Votre rapporteur pour avis exprime
sa vive préoccupation devant ces chiffres
. Face à cette
situation, le Gouvernement mène une politique globale d'intervention
alliant des actions réglementaires et des actions incitatives. Ainsi,
plus de 110 matières actives ont été ou seront
retirées du marché en 2003
, conformément aux
dispositions prévues par la directive 91/414/CEE concernant la mise sur
le marché des produits phytopharmaceutiques. D'autres molécules
telles que
l'atrazine,
qui posent régulièrement des
problèmes par leur présence en quantité excessive dans les
eaux destinées à la consommation humaine, font déjà
l'objet de décisions de retrait du marché ou de restrictions
d'usage au niveau national.
En ce qui concerne la pratique des mélanges de produits
phytopharmaceutiques
, le MAAPAR a engagé courant 2002 une action
visant à
recenser les pratiques
, à
définir une
procédure d'autorisation
, puis à
mettre en oeuvre cette
procédure en partenariat
avec les instituts techniques, les
syndicats agricoles, les distributeurs et les firmes. Cette action devrait
permettre une meilleure sécurisation de ces pratiques.
Parallèlement, en application du code rural qui confère aux
agents des services de la protection des végétaux la
possibilité de procéder à la recherche et à la
constatation d'infractions,
le contrôle de l'utilisation des produits
phytosanitaires est renforcé
. Enfin, un dispositif de contrôle
obligatoire des pulvérisateurs est en cours d'élaboration.
Au travers des groupes régionaux associant l'ensemble des partenaires
concernés et animés par les directions régionales de
l'agriculture et de la forêt et les directions régionales de
l'environnement, sont mises en place au niveau de bassins prioritaires des
actions adaptées au contexte local en vue de réduire la
présence des produits phytosanitaires dans l'eau. A ce jour, plus de
200 bassins versants prioritaires ont déjà été
identifiés. Il couvrent plus de 4,5 millions d'hectares et
concernent les ressources en eau potable de plus de 7,5 millions d'habitants.

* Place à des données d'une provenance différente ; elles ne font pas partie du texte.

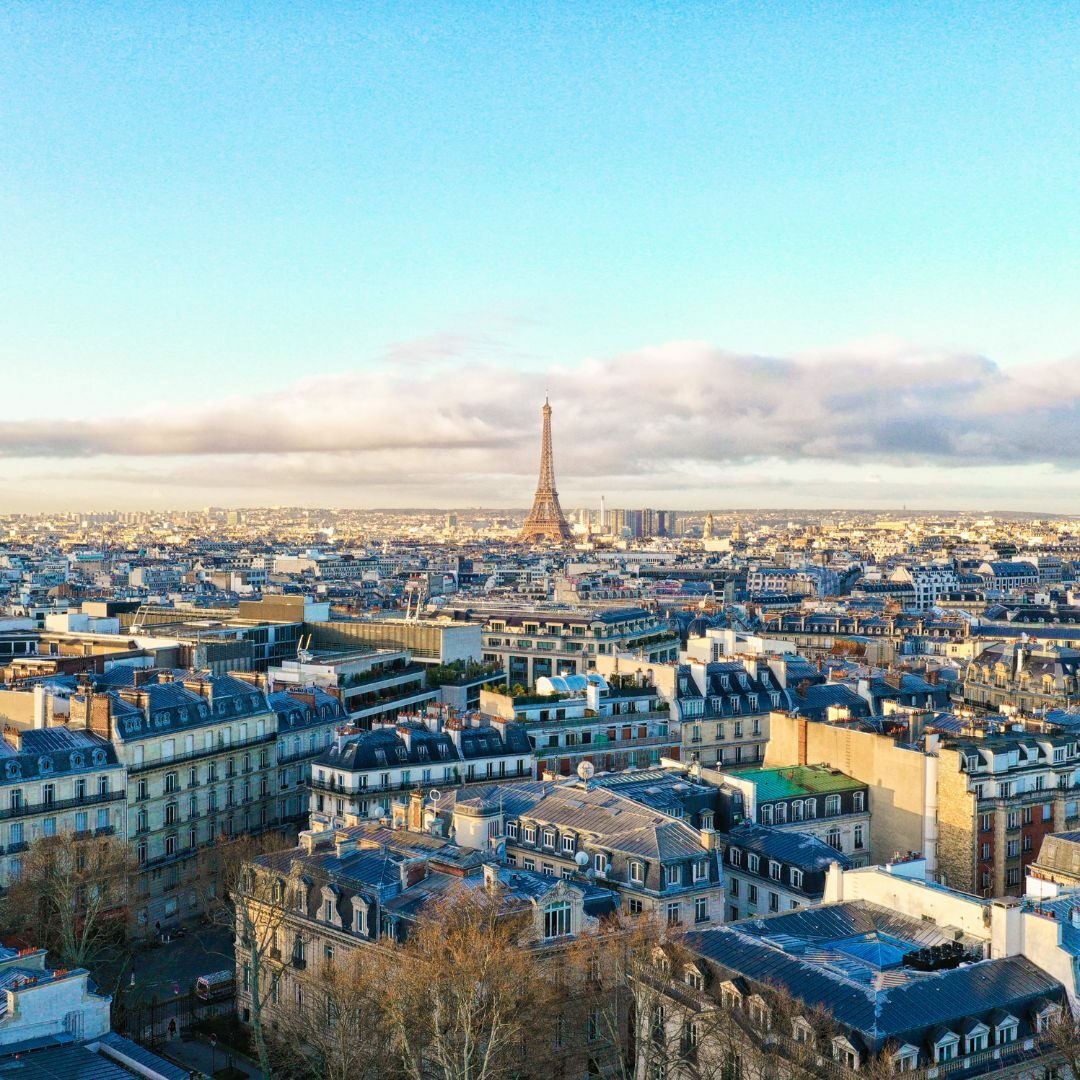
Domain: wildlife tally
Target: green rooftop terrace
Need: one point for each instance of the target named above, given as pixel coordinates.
(795, 780)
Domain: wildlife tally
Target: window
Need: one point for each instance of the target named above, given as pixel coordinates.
(1007, 1030)
(556, 920)
(945, 1049)
(906, 1060)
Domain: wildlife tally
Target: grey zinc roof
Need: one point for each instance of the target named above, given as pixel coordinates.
(615, 822)
(801, 850)
(54, 752)
(845, 959)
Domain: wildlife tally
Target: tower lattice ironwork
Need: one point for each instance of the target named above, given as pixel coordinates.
(545, 521)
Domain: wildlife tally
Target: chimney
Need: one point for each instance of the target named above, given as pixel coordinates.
(42, 706)
(343, 845)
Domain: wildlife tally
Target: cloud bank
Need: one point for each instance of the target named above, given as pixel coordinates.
(670, 418)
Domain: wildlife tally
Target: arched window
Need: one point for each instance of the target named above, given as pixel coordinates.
(556, 919)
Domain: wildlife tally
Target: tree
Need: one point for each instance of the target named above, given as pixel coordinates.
(467, 991)
(1060, 1040)
(71, 896)
(252, 901)
(340, 1030)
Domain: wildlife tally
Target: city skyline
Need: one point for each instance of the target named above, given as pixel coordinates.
(771, 257)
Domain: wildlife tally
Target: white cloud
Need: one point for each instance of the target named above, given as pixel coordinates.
(440, 418)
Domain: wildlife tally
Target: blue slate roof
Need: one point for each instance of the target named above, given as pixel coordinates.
(797, 849)
(846, 959)
(54, 752)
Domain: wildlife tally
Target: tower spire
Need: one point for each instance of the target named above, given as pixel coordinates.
(545, 521)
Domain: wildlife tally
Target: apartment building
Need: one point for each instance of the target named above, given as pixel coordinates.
(531, 645)
(612, 725)
(360, 773)
(1026, 676)
(374, 685)
(817, 800)
(308, 720)
(769, 869)
(56, 782)
(929, 581)
(975, 805)
(199, 752)
(652, 861)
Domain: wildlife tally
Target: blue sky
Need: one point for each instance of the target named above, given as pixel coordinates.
(207, 203)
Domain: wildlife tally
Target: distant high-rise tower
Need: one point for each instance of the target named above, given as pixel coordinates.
(545, 521)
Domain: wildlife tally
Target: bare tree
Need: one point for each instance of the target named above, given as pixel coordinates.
(252, 900)
(71, 896)
(1060, 1040)
(467, 991)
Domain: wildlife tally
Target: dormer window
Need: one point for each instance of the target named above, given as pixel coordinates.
(556, 920)
(759, 1013)
(946, 1047)
(1006, 1030)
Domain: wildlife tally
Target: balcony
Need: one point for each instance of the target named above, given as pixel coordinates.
(194, 755)
(28, 809)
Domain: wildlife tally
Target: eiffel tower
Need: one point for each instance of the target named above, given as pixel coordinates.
(545, 521)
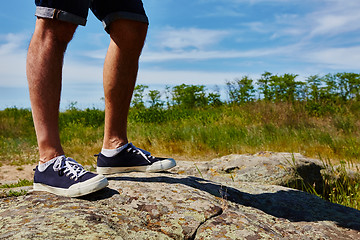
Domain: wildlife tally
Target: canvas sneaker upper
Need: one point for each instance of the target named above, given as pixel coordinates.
(130, 159)
(66, 177)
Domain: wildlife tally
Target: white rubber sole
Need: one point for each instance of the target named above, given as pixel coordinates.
(80, 189)
(159, 166)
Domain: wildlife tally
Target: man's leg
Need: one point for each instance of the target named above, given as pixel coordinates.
(58, 174)
(44, 72)
(120, 72)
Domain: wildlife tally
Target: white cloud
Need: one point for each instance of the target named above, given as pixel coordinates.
(173, 77)
(13, 60)
(336, 58)
(177, 39)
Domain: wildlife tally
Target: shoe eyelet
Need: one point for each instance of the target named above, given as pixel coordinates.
(61, 172)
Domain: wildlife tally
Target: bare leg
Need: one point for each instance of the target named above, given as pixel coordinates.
(120, 72)
(44, 73)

Les actions préventives engagées, basées sur le
volontariat, seront poursuivies, et renforcées. Dans les territoires
où l'enjeu territorial « eau et produits
phytosanitaires » sera retenu, la mise en place des contrats
d'agriculture durable (CAD) devrait contribuer au développement de
pratiques agricoles limitant les risques de pollution par ces produits. En
outre, le développement de l'agriculture raisonnée devrait
contribuer à limiter les problèmes environnementaux liés
aux pesticides.
2. La budgétisation du Fonds national pour le développement des adductions d'eau (FNDAE)
a) L'origine du fonds
Le Fonds
national pour le développement des adductions d'eau (FNDAE) est un
compte spécial du Trésor géré par le
ministère chargé de l'Agriculture (compte 902-00). En application
de l'article 58 de la loi de finances pour 2000, l'intitulé de ce compte
est devenu « Fonds national de l'eau » et le FNDAE en
constitue la première section. Conçu, dès son origine en
1954, comme un instrument financier de solidarité nationale, il est
destiné à aider les communes rurales à mettre en place
leurs services publics de distribution d'eau. Son domaine d'intervention a
été étendu à l'assainissement en 1979, puis
à la lutte contre les pollutions d'origine agricole en 1997.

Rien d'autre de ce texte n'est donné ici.